Saturday, May 16, 2009

It's not too late to plant a garden!

There is still time to plant a garden!

Planting a traditional garden:

1. Find a place in your yard (preferably a place that receives at least 6 hours of direct sunlight each day).
2. Prepare it (if there is grass, remove it, and remove any large rocks or stones). Use a shovel to turn and loosen the soil, about six inches deep so the roots will be able to grow.
3. Make it level. Use a shovel or a hoe to level the ground. If it is really uneven, add dirt to the low end, or remove dirt from the high end.

Planting a garden in a small yard:

1. Build a box garden. (Buy wood from any hardware store. Nail it together in a square. Fill it with dirt). (Buy dirt from any gardening store, or get dirt free from Olathe city. Call 971-9311 to find out more about getting dirt from the composting facility on Hedge Lane). Picture above is a box garden.

2. Incorporate the garden into the landscape or perimeters of the yard. Above are two pictures of grape vines. The first picture is a grapevine planted in a corner by the house and the deck. It is tied to a simple wood trellis with twine. The second picture is a grapevine planted at the edgeof the yard near the fence. It is growing on pipes which are cemented in the ground on one end and bent at an angle on the top end. The grapevines on top are over five feet high and provide some shade and privacy. If neighbors don't mind, grapes can be grown on the fence.

3. Many types of fruits and vegetables can be planted around a house or in a yard--and not in a "typical" garden plot. The three pictures above are examples of this. The first picture is a rhubarb plant growing at the edge of a flower bed. The second picture is a strawberry patch in the corner of a yard. The third picture is a raspberry patch along the edge of a house in a narrow side yard. Some vegetables that are frequently grown as landscaping are vegetables with lots of leafy vines such as squash and zuchini. The vines can sprawl along the ground or be tied to a trellis and grow upward along a house or fence.
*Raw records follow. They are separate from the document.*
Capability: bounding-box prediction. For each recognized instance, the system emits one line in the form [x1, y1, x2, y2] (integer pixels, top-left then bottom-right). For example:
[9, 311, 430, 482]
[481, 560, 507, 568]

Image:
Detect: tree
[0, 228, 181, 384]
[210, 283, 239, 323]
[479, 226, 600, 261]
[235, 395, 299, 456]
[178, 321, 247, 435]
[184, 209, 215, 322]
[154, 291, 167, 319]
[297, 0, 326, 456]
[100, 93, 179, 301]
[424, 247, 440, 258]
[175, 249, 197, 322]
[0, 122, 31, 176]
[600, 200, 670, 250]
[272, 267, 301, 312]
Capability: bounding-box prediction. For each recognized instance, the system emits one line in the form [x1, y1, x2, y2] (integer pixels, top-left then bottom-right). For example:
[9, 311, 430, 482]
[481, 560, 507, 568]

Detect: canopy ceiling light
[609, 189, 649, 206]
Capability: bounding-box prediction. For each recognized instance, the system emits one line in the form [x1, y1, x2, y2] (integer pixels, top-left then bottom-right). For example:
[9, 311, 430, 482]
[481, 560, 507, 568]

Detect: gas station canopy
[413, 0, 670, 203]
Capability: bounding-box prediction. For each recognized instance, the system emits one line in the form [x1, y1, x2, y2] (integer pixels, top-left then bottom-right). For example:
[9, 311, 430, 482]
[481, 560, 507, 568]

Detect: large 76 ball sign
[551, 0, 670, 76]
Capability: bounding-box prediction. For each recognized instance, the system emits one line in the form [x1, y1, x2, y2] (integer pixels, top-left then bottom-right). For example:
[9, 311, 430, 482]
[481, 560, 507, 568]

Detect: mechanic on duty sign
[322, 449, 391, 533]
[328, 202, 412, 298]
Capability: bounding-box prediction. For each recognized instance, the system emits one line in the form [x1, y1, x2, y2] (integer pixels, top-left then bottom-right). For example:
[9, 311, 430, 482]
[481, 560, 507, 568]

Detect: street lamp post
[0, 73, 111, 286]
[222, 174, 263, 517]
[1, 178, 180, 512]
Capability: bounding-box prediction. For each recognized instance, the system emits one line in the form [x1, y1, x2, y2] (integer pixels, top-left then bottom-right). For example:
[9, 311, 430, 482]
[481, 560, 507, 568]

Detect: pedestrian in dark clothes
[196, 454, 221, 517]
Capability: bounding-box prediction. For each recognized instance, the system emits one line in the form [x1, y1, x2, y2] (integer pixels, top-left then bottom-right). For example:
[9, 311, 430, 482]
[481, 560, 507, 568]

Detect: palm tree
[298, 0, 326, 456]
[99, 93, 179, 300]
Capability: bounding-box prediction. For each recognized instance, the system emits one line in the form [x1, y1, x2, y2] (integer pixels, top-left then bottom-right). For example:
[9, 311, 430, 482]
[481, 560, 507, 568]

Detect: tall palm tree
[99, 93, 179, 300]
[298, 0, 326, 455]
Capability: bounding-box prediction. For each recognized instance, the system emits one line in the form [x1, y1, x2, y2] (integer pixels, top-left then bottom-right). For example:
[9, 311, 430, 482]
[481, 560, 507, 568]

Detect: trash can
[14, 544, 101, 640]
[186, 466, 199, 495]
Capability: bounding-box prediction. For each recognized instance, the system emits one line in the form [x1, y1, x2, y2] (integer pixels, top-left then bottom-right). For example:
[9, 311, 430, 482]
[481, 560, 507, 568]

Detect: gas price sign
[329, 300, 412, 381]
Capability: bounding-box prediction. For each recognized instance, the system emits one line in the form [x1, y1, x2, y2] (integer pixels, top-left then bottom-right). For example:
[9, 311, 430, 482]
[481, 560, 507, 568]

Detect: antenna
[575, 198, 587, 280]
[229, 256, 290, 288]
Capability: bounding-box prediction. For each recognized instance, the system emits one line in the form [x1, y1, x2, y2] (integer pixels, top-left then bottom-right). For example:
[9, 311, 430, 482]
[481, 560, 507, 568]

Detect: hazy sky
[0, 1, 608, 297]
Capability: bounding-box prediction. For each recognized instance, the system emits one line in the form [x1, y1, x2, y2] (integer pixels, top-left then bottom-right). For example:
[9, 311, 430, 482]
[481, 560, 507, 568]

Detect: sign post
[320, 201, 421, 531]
4. Many garden vegetables can be grown in planter boxes on porches and decks (this is especially good when living in an apartment). This picture is a tomato plant in a planter box. Some vegetables (such as cherry tomatoes) can even be grown from hanging baskets.

What to plant and when to plant:

1. Most fruits and vegetables can be grown successfully in Kansas.
2. The growing season is from March to September. Kansas State University has published an excellent guide about when to plant each vegetable. Click here to read it.

May is the perfect time to plant these: beans, cucumbers, melons, peppers, pumpkins, squash, tomatoes. March and April were the perfect time to plant these: cabbage, broccoli, cauliflower, lettuce, potatoes, radishes, onions, peas, spinach, turnips, beans, carrots.

Good news!: Many of the vegetables that could have been planted in March-April can also be planted later (now!) for a second harvest later in the fall.

3. You can plant from seeds (the cheapest alternative) or from "starts" (a little more expensive, but usually cheaper than buying produce at the grocery store). Grass Pad and Suburban Lawn and Garden are two local stores with good stock. However, you can buy seeds and starts at many other places, such as Ace Hardware, Wal-Mart and many local nurseries. You can grow your own starts from seed if you begin in February or early March, then grow them indoors (near a sunny window) until it is time to plant. The picture above shows "starts" that are ready to be planted in a garden.

Caring for your garden:

1. Water! Don't let your plants dry out. How often you water depends on how much it rains and how hot the weather is. Seed packages and starts will both have brief instructions on planting and watering.
2. Weed. It's a good idea to weed once in a while, especially as your plants get bigger, so the weeds don't overtake the plants. :)
3. Harvest. This is the reward for your planning and work. More information later about harvesting and preserving.

Other tips:

1. Olathe City has a community garden on Santa Fe (just east of K-7, near city center). You can reserve a patch of land in this garden for $25. For more information, call: 971-8817.
2. "Square foot gardening" is a useful way to garden in very small areas. More information about this is available on the internet, at the library, or at the Johnson County extension office. (As of today, this website has good and helpful content: ).
3. The Johnson County extension office has a lot of information available for free. This information is specific to Kansas and is very helpful for learning growing seasons, when to plant, and where to plant. There are also Master Gardeners who are available to help as well. (I've posted contact information on the side bar of the blog).